There was a window in one of the offices I went to for treatment that I constantly gazed out of. Outside of this window was a bird feeder, and on that bird feeder were birds. During treatment, I lay on my back and watched those birds: cardinals, ravens, titmice, downy, hairy, andred-bellied woodpeckers – and European starlings, too – all flitting about, calling, cawing, and competing for food. You know, birds being birds.
This avian display was precisely what I needed. This energy, this primal life force, was exactly what Lyme disease had stolen from me. Over many months, the birds gradually restored my self-confidence and my will to live. Those birds reminded me of who I had been, and who I could become. I have a full life to live ahead of me! I believe in those birds on the birdfeeder, calling, cawing, and competing for food. And because of them, I once again believe in myself.
Make Room for Silence, Hannah Kwasman
Classrooms, work places, city streets, and restaurants are filled with noise. The clicking of a pen, the ticking of a clock, out of tune brakes screeching to a halt, and forks clanking on plates make up the noise that people are accustomed to in every day life. Distractions come from every direction as sound upon sound is layered on top of one another. The noise of the fan barely drones out the noise of your neighbor’s dog, which is only interrupted by the buzzing of your phone on the table and the notification noise of an outgoing email. To focus solely on one task is nearly impossible in today’s day in age. I believe in silence.
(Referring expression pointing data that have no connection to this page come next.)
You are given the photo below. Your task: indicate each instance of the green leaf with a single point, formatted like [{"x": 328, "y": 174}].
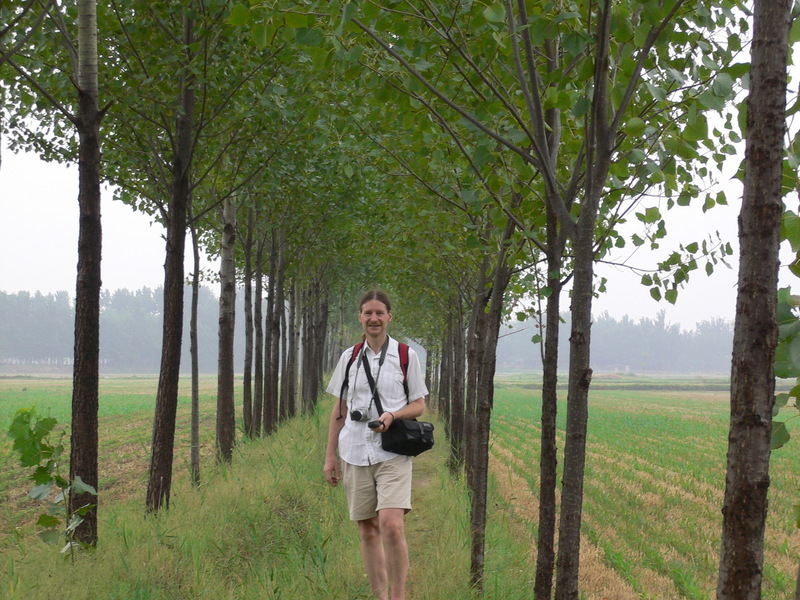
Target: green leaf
[
  {"x": 634, "y": 126},
  {"x": 495, "y": 13},
  {"x": 240, "y": 15},
  {"x": 40, "y": 492},
  {"x": 81, "y": 487},
  {"x": 790, "y": 229},
  {"x": 780, "y": 402},
  {"x": 651, "y": 215},
  {"x": 48, "y": 521},
  {"x": 296, "y": 20},
  {"x": 309, "y": 37},
  {"x": 42, "y": 475},
  {"x": 258, "y": 33},
  {"x": 780, "y": 435},
  {"x": 50, "y": 536}
]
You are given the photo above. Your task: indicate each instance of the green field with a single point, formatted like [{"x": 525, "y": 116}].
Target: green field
[
  {"x": 655, "y": 478},
  {"x": 268, "y": 528}
]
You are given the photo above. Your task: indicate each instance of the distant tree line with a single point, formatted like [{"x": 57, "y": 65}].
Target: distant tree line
[
  {"x": 646, "y": 345},
  {"x": 37, "y": 329}
]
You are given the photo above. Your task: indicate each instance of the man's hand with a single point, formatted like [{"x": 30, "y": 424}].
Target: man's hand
[{"x": 331, "y": 470}]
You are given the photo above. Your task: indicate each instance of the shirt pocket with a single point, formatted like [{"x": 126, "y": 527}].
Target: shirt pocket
[{"x": 394, "y": 384}]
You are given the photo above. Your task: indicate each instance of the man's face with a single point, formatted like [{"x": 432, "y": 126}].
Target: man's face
[{"x": 374, "y": 318}]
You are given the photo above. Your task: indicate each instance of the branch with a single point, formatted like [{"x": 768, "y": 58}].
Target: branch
[{"x": 527, "y": 156}]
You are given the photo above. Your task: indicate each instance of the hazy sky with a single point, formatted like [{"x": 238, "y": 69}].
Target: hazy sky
[{"x": 39, "y": 232}]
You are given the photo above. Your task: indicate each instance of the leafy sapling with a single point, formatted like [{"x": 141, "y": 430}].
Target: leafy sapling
[{"x": 32, "y": 433}]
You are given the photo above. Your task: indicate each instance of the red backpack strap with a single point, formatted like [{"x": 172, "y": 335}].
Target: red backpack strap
[
  {"x": 403, "y": 348},
  {"x": 356, "y": 350}
]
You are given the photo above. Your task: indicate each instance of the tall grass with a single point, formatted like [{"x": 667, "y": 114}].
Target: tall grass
[
  {"x": 267, "y": 527},
  {"x": 655, "y": 477}
]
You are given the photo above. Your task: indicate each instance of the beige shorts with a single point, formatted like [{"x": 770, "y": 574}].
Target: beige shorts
[{"x": 375, "y": 487}]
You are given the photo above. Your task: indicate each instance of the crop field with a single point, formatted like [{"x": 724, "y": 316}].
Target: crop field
[
  {"x": 655, "y": 479},
  {"x": 653, "y": 489},
  {"x": 127, "y": 406}
]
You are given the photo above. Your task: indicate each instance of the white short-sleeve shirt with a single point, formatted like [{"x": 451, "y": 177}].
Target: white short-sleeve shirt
[{"x": 358, "y": 444}]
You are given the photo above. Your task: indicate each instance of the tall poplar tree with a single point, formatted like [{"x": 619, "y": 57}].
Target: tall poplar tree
[{"x": 744, "y": 509}]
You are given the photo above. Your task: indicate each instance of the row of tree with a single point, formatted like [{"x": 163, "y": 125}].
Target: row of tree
[
  {"x": 37, "y": 330},
  {"x": 470, "y": 156}
]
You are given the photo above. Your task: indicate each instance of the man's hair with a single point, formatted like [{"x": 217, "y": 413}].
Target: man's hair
[{"x": 378, "y": 295}]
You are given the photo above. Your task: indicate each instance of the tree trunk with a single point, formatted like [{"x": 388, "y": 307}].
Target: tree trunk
[
  {"x": 290, "y": 373},
  {"x": 194, "y": 459},
  {"x": 548, "y": 479},
  {"x": 226, "y": 415},
  {"x": 755, "y": 330},
  {"x": 279, "y": 342},
  {"x": 598, "y": 159},
  {"x": 258, "y": 359},
  {"x": 486, "y": 336},
  {"x": 85, "y": 376},
  {"x": 458, "y": 371},
  {"x": 247, "y": 384},
  {"x": 270, "y": 401},
  {"x": 159, "y": 484},
  {"x": 275, "y": 333}
]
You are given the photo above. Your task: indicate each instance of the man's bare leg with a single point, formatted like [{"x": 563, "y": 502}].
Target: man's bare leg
[
  {"x": 392, "y": 530},
  {"x": 372, "y": 552}
]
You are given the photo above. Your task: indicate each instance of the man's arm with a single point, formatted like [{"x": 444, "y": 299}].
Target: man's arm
[{"x": 331, "y": 467}]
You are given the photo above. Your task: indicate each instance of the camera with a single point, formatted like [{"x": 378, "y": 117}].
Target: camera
[{"x": 359, "y": 415}]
The muffled sound after a recent snowfall. The sound of my footsteps beating against the forest trail. The sound of a paddle dipping just beneath the surface of a still lake. This is my escape from the noise of every day life. The outdoors; time spent in nature. A time spent away from the constant clicking, ticking, beeping and screeching that is so hard not to hear.
I have always been the quiet one in my family. Perhaps it is because I like sitting aside listening to and observing others, or perhaps it is because I’ve always had my older brother absorbing the spot light. Maybe it is because I have found that my most meaningful experiences have been ones where the ringing of a phone or the honking of a horn does not interrupt my thoughts. Although absolute silence does not exist, quiet spaces are essential in absorbing experience and learning from one’s surroundings. Silence gives perspective. It gives room not only for observations and critical thinking, but also for meditation and random ponderings. It gives room for me.
Whether I decide to wake up early on a weekend and get first tracks on the mountain, or simply choose to go for a run through the woods, my time spent in nature is my time to be silent. I opt out of being “plugged-in” and leave my headphones at home. The sound of ripping through powder, my footsteps on the trail, and my own laborious breathing are the only soundtrack I need. In a world filled with noise, I make room for silence.